Cage-Free Eggs Trend Is Consumer-Driven, Based On Animal Welfare Concerns

The cage-free eggs trend is consumer-driven, according to industry experts who say sales in the category are steadily rising. The fact that egg-laying hens can move around more freely than their peers in conventional cages -- an animal welfare concern -- has no impact on the flavor or nutritional value of eggs. About 100 billion eggs are produced annually in the U.S. Of these, about 8.6 billion came from a cage-free environment. Within ten years that number will be more like 50 billion. The tipping points in the trend included a 2015 California law that required that eggs come from cage-free hens, and decisions by Walmart and McDonald’s to phase in cage-free-only eggs. In recent weeks, supermarket chains Price Chopper, Bargain Market, Market 32, HyVee, retailer Hampton Coffee (N.Y.) and restaurant chain Bojangles’ all announced a transition to cage-free eggs.

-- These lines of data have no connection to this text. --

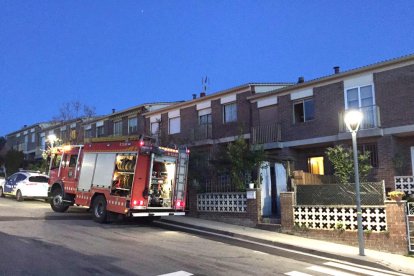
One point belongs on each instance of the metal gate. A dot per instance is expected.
(410, 225)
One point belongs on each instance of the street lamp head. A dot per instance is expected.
(353, 119)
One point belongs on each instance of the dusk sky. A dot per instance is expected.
(118, 54)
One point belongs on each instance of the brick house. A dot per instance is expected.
(295, 124)
(206, 123)
(308, 117)
(32, 140)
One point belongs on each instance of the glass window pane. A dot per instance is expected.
(367, 98)
(132, 125)
(352, 98)
(174, 125)
(298, 112)
(309, 110)
(154, 128)
(230, 113)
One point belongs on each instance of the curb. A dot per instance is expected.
(195, 229)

Lawsuit Accuses Kellogg Of Marketing “Whole Grain” Crackers Made With White Flour

Consumer watchdog Center for Science in the Public Interest (CSPI) has filed a federal lawsuit accusing Kellogg of allegedly falsely advertising a variety of its Cheez-It snack crackers as made with “Whole Grain.” CSPI said the crackers are actually made from refined white flour, not whole grain as claimed on the package. Whole Grain Cheez-It crackers “are nearly identical nutritionally to the Original version of Cheez-Its, providing a negligible one gram of fiber,” CSPI said. The plaintiffs are asking the court for injunctive relief to prevent Kellogg “from continuing to engage in deceptive marketing of Cheez-Its.”

NRDC Urges The Colonel To Stop Using Antibiotics In Chicken Production

The Natural Resources Defense Council (NRDC) is urging KFC to stop using antibiotics in its chicken production. Seventy percent of the antibiotics used to treat human bacterial illnesses are given to mostly healthy pigs, chickens, cattle, and other livestock. That practice “promotes the growth of drug-resistant superbugs,” posing a serious threat to public health. Other big fast food chains – McDonald’s, Chick-fil-A, Subway and Taco Bell – are committed to eliminating antibiotics from poultry production. But KFC, with more chicken-based restaurants than any other chain and sales second only to Chick-fil-A, “has yet to get on board.”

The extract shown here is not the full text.